U.S. judge rejects BP bid to recoup some payments made for spill
BP Plc cannot recoup what it says were inflated claims paid under a multi-billion dollar settlement program to compensate people hurt by the 2010 Gulf of Mexico oil spill, a U.S. judge ruled on Wednesday.
BP originally expected the payout program to cost $7.8 billion, but it has said the final bill, from the uncapped agreement that is handling thousands of claims, could be considerably higher.
The oil major has filed numerous motions to challenge what it says are excessive fees charged by the program's administrator, generous payments made under disputed accounting rules, and phony claims.
U.S. District Court Judge Carl Barbier in New Orleans has thrown out many of those complaints and turned the company down again on Wednesday.
BP said it would appeal as some of the payments were made before accounting protocols were tightened by the courts.
"Some of these overpayments were in the millions of dollars," a BP official said.

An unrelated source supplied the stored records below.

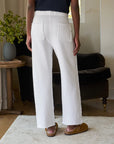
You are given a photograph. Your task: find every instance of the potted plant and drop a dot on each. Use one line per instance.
(11, 27)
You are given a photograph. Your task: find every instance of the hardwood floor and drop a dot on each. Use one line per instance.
(89, 108)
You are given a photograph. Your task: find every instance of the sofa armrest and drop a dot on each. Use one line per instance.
(94, 74)
(90, 61)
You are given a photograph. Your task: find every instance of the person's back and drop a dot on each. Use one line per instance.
(48, 29)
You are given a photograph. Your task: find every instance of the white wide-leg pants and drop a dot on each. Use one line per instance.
(50, 31)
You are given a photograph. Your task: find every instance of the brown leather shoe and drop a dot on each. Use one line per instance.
(55, 131)
(80, 128)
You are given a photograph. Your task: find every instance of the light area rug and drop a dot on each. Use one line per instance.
(24, 131)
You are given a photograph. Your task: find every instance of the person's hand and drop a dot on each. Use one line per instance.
(77, 46)
(28, 42)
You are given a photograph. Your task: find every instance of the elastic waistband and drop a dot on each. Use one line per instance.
(55, 13)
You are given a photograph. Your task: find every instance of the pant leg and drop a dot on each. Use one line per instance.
(71, 100)
(42, 77)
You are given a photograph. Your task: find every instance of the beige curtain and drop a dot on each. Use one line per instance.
(18, 7)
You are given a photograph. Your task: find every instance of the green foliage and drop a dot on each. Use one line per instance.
(11, 27)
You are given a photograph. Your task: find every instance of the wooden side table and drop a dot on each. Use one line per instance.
(9, 65)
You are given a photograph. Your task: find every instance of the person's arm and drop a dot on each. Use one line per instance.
(30, 15)
(76, 23)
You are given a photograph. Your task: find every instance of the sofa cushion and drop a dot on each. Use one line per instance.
(94, 74)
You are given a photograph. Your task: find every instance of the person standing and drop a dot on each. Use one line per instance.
(48, 29)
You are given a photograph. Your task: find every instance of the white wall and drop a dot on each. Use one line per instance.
(107, 38)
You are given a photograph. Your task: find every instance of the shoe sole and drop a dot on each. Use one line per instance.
(53, 134)
(82, 128)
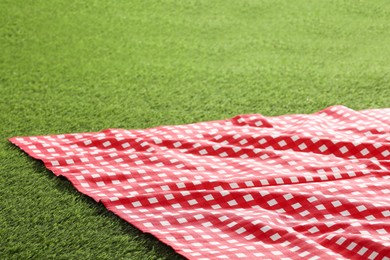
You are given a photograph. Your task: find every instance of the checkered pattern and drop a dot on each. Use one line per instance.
(288, 187)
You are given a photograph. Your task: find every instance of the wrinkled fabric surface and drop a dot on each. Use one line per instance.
(287, 187)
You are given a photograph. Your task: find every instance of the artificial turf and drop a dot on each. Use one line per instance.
(80, 66)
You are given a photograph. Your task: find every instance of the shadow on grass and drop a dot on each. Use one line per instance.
(64, 185)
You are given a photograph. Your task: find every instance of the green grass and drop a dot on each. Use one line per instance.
(79, 66)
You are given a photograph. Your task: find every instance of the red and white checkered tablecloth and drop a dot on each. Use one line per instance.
(288, 187)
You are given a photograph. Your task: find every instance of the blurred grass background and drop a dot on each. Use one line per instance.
(79, 66)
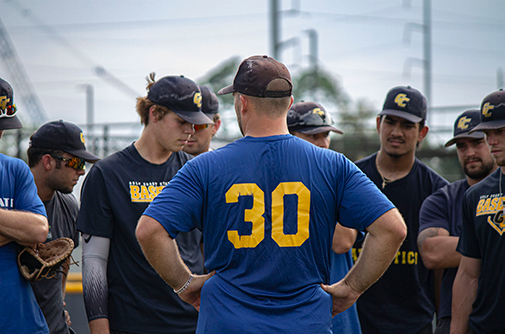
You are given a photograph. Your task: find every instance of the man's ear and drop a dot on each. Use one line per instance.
(47, 162)
(217, 125)
(423, 133)
(378, 125)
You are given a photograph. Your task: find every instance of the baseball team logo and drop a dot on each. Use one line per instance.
(486, 109)
(463, 123)
(197, 99)
(3, 102)
(401, 100)
(492, 207)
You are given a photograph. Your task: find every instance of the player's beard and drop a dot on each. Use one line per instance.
(57, 185)
(479, 173)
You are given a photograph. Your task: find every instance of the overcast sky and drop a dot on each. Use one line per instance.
(367, 45)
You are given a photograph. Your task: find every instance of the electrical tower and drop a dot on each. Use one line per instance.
(20, 78)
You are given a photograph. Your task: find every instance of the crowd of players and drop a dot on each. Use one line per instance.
(273, 233)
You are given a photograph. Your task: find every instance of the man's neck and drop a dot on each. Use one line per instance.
(150, 150)
(394, 167)
(45, 193)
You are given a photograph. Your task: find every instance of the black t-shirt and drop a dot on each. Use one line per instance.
(482, 238)
(115, 194)
(444, 209)
(402, 300)
(61, 212)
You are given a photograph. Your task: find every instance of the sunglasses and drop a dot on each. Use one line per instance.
(8, 111)
(75, 162)
(199, 127)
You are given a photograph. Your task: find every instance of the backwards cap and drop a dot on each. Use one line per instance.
(253, 76)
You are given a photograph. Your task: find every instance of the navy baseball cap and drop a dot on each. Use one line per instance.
(492, 112)
(464, 124)
(64, 136)
(182, 96)
(210, 102)
(8, 110)
(253, 76)
(310, 118)
(405, 102)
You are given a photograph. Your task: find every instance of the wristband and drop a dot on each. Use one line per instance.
(185, 286)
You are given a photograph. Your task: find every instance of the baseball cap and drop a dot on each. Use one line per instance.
(492, 112)
(310, 118)
(182, 96)
(210, 103)
(253, 76)
(62, 135)
(8, 118)
(405, 102)
(464, 124)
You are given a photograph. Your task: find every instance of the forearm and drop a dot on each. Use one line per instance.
(379, 249)
(95, 254)
(464, 292)
(440, 252)
(25, 228)
(162, 253)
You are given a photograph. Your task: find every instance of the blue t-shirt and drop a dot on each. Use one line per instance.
(402, 300)
(482, 237)
(267, 207)
(444, 209)
(115, 193)
(19, 311)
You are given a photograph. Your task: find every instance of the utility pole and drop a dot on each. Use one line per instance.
(274, 28)
(427, 49)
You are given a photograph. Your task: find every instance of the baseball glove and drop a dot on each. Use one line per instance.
(45, 259)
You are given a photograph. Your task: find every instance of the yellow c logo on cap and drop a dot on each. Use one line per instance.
(400, 100)
(3, 102)
(197, 99)
(318, 111)
(485, 109)
(463, 123)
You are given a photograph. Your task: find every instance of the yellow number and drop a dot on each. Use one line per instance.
(253, 215)
(290, 188)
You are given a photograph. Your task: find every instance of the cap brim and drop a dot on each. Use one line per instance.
(312, 130)
(473, 135)
(194, 117)
(9, 123)
(402, 114)
(88, 156)
(491, 125)
(226, 90)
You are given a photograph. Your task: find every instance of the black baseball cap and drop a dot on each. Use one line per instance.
(492, 112)
(405, 102)
(8, 118)
(310, 118)
(464, 124)
(64, 136)
(182, 96)
(253, 76)
(210, 102)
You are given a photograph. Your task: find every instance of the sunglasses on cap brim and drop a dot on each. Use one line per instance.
(8, 111)
(75, 162)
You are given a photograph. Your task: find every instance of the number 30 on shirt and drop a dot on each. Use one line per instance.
(255, 214)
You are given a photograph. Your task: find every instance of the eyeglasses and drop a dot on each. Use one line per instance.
(75, 162)
(315, 117)
(199, 127)
(8, 111)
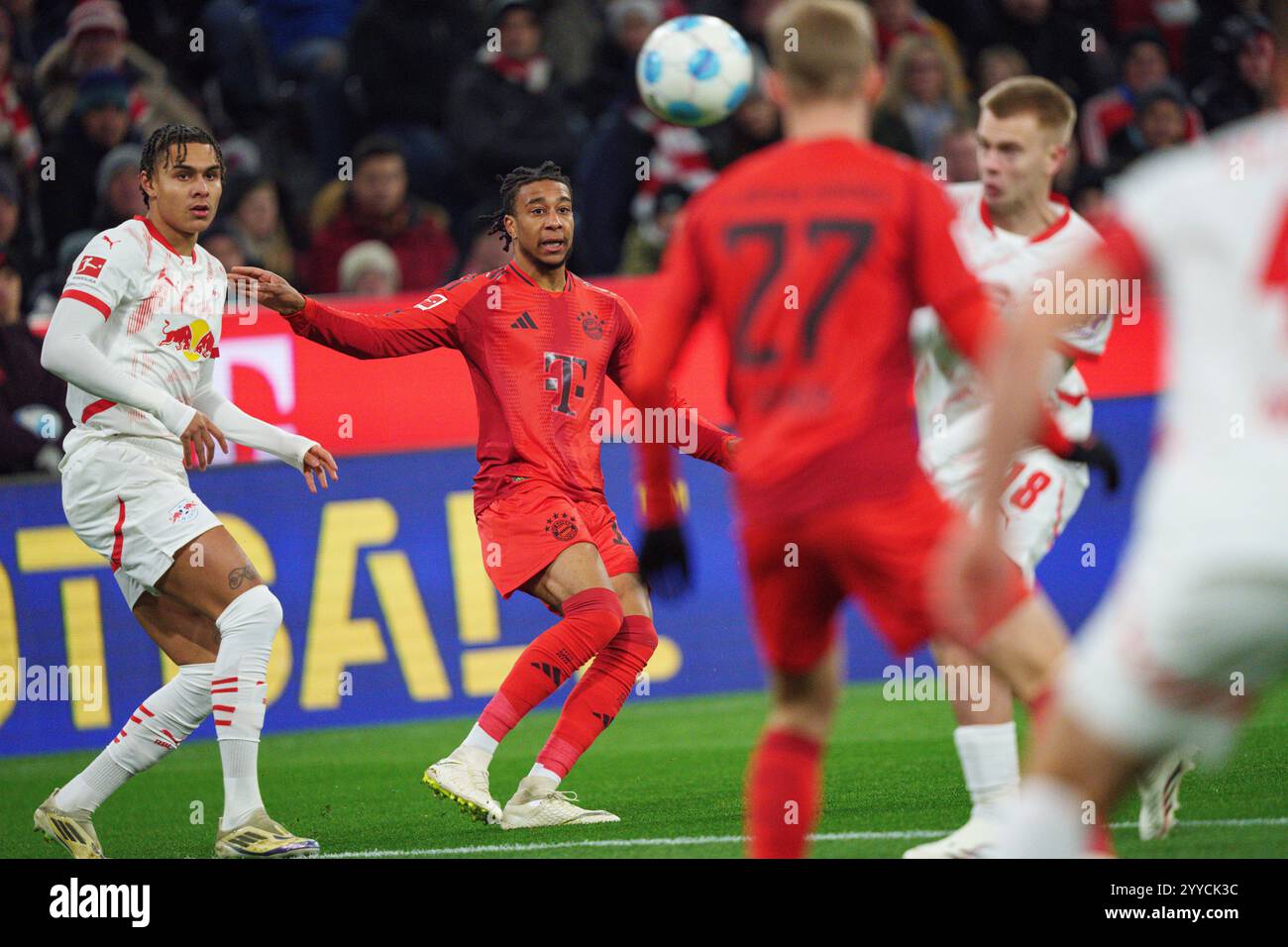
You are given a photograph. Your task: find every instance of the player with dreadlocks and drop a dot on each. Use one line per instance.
(136, 337)
(540, 343)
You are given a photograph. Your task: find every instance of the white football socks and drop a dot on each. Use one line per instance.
(541, 772)
(241, 780)
(991, 762)
(481, 742)
(1043, 821)
(239, 690)
(156, 727)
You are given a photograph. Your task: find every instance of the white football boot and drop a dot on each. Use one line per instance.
(1160, 793)
(71, 830)
(977, 839)
(460, 779)
(259, 836)
(539, 802)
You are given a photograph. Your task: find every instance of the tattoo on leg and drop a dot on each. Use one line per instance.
(243, 574)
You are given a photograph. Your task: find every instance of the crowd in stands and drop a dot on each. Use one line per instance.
(364, 138)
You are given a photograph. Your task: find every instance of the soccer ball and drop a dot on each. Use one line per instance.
(694, 71)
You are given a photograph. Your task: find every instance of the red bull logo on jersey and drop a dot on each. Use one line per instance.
(194, 341)
(183, 512)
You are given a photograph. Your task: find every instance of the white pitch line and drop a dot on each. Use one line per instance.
(729, 839)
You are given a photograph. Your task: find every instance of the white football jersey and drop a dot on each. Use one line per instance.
(951, 405)
(1211, 223)
(161, 318)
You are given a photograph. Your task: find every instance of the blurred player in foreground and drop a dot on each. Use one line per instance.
(136, 335)
(811, 256)
(1196, 628)
(1013, 231)
(540, 343)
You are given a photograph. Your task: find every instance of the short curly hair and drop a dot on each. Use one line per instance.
(510, 185)
(156, 153)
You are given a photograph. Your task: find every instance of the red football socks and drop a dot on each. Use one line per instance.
(599, 694)
(591, 620)
(782, 793)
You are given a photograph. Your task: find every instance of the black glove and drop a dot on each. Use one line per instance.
(1096, 454)
(665, 561)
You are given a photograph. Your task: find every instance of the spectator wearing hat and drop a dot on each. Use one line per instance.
(254, 213)
(33, 414)
(506, 108)
(98, 39)
(1145, 65)
(921, 99)
(101, 121)
(1243, 82)
(18, 137)
(377, 206)
(370, 268)
(1158, 123)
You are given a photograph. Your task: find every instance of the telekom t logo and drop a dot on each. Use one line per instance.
(563, 380)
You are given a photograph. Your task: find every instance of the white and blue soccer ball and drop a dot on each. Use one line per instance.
(694, 69)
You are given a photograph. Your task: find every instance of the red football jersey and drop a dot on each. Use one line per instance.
(811, 256)
(537, 361)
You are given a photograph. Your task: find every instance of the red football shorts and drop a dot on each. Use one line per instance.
(880, 552)
(523, 531)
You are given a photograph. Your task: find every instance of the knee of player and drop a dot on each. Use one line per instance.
(256, 608)
(639, 634)
(596, 612)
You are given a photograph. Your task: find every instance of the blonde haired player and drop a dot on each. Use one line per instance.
(828, 466)
(1014, 231)
(1202, 598)
(136, 335)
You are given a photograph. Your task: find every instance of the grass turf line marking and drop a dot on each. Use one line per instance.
(730, 839)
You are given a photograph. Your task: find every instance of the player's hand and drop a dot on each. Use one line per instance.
(1098, 455)
(318, 463)
(198, 442)
(267, 289)
(971, 578)
(665, 561)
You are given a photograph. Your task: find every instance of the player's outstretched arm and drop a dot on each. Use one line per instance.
(69, 355)
(304, 455)
(425, 326)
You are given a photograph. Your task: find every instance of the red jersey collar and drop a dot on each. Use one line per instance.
(528, 279)
(161, 240)
(1048, 232)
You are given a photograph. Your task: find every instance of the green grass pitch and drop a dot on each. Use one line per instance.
(671, 768)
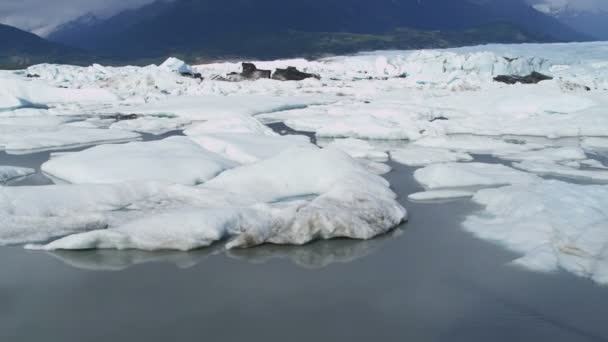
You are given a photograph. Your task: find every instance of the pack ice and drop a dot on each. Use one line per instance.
(231, 178)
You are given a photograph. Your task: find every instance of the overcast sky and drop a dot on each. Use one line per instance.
(41, 16)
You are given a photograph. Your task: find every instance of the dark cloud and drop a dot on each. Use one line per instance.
(41, 16)
(573, 4)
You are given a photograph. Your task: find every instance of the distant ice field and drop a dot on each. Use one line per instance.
(231, 180)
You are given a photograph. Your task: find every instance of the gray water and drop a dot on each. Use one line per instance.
(426, 281)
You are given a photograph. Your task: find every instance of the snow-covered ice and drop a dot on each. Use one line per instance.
(437, 195)
(233, 179)
(422, 156)
(553, 169)
(553, 225)
(248, 148)
(299, 196)
(470, 175)
(8, 173)
(172, 160)
(24, 139)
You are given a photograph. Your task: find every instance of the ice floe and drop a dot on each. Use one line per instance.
(470, 175)
(553, 225)
(233, 179)
(172, 160)
(246, 148)
(23, 139)
(300, 195)
(440, 195)
(557, 170)
(422, 156)
(8, 173)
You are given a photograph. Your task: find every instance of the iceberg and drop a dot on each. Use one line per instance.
(8, 173)
(422, 156)
(299, 196)
(172, 160)
(553, 225)
(470, 175)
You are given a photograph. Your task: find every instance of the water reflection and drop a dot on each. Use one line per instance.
(317, 255)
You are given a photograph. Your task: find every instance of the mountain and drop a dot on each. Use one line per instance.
(267, 28)
(590, 21)
(594, 24)
(20, 48)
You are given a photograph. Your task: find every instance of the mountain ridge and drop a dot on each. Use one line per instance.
(190, 26)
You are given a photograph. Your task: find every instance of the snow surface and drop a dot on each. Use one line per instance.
(440, 195)
(233, 179)
(423, 156)
(298, 196)
(553, 225)
(470, 175)
(8, 173)
(173, 160)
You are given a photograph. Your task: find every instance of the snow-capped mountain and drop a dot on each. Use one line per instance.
(253, 27)
(20, 48)
(581, 16)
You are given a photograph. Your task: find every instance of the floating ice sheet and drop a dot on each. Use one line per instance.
(172, 160)
(553, 225)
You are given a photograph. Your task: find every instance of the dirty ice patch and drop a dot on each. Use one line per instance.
(470, 175)
(299, 196)
(557, 170)
(16, 93)
(476, 144)
(553, 225)
(25, 139)
(177, 65)
(33, 214)
(172, 160)
(8, 173)
(239, 124)
(383, 119)
(151, 125)
(413, 155)
(550, 155)
(246, 148)
(439, 195)
(209, 107)
(595, 144)
(361, 149)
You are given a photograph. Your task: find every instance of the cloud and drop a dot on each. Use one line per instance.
(41, 16)
(585, 5)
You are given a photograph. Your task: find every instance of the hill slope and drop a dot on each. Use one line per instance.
(20, 48)
(228, 27)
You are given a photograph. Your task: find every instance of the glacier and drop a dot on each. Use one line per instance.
(532, 157)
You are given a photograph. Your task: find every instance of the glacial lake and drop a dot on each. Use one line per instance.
(427, 281)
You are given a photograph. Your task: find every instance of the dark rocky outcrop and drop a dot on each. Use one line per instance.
(292, 74)
(533, 78)
(194, 75)
(250, 73)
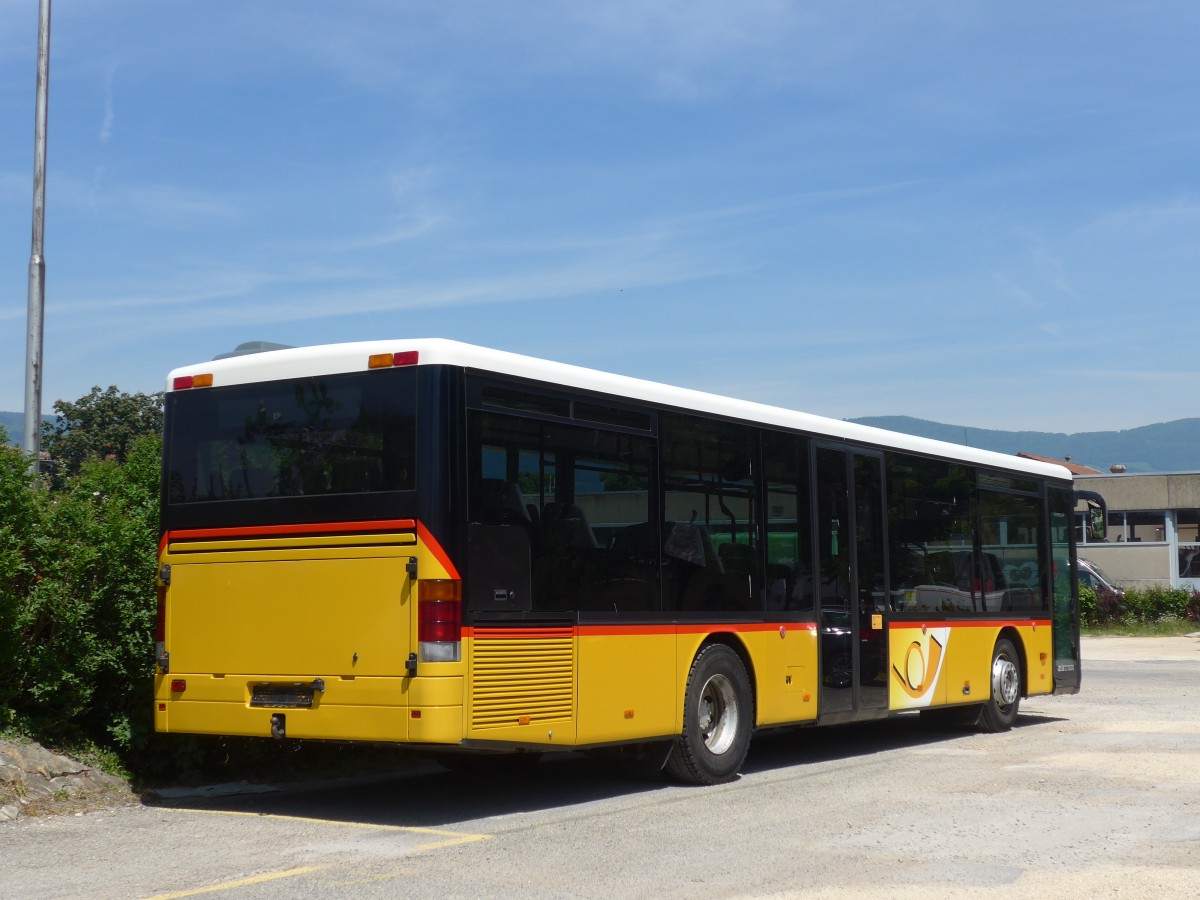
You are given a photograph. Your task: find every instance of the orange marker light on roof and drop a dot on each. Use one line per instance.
(184, 382)
(387, 360)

The oil company has sustained more than $42 billion in charges from the April 20, 2010 disaster aboard the Deepwater Horizon drilling rig that killed 11 workers and triggered the worst offshore oil spill in U.S. history.
Earlier this month, Barbier found the company "grossly negligent" for the spill, a finding that could greatly increase its fines under the federal Clean Water Act at the next phase of the ongoing civil trial in January, when penalties will be assigned.